Someday Soon - One of those "country" songs with the pedal steel guitar that has become a Collins trademark, written by Ian Tyson.
The title tune - Written by Sandy Denny, it is an equisite mournful anthem where the piano, guitar and bass set off Judy's voice marvelously.
Poor Immigrant- A Bob Dylan tune, also with pedal steel and Dobro. First Boy I Loved - A much-covered Robin Williamson song about the title character growing to "a grown-up male stranger." Having loved and lost since then, it is far more powerful to me now. There was a version of this song (First Girl I Loved) done by Jackson Browne for a tribute to Elektra Records called Rubaiyat. Bird on the Wire - Another "country" tune, another Leonard Cohen tune, probably my favorite of the "country" tunes, because guitarist James Burton sounded as though he were having so much fun.

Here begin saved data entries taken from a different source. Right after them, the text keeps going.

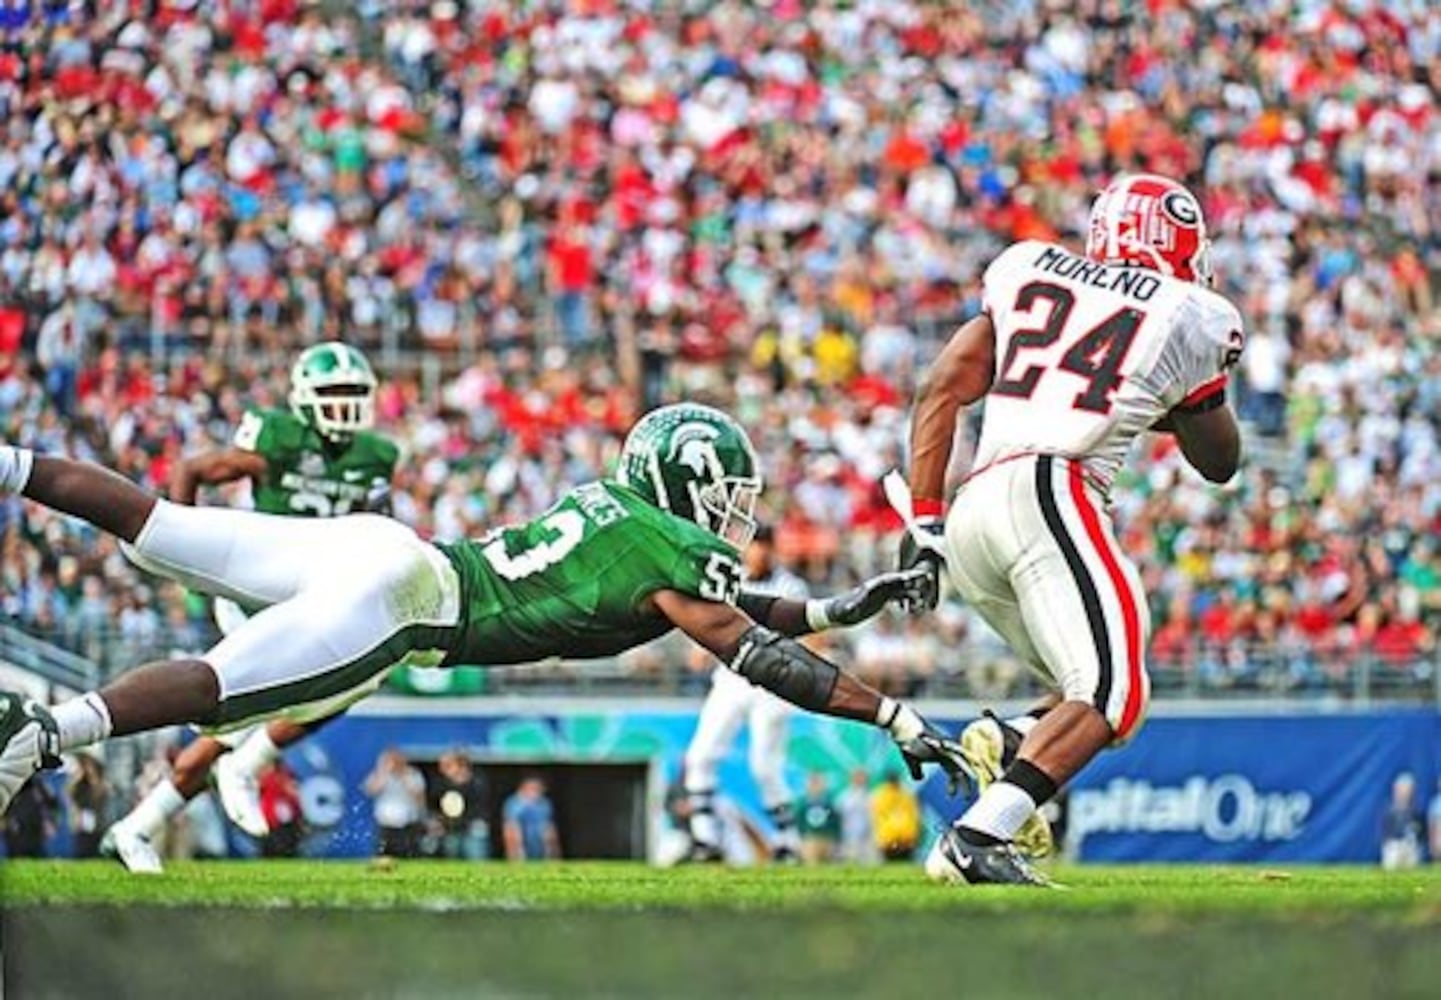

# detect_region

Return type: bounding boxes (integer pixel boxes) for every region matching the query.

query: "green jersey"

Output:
[232,408,399,518]
[437,481,743,665]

Pretty Polly - A murder ballad that starts softly, builds to the death - "He stabbed her through the heart, and her heart blood did flow," pulls back musically for the burial, then rocks out to the end with Burton and Stills sharing guitar licks. This song was shocking to me at the time and still affecting today.
This album has been on and off my desert albums list for decades.
July Collins, born May 1, 1939, turns 69 today. I saw her perform live but once, in the early 1980s, in Glens Falls, NY after winning tickets on a radio contest the very day of the concert.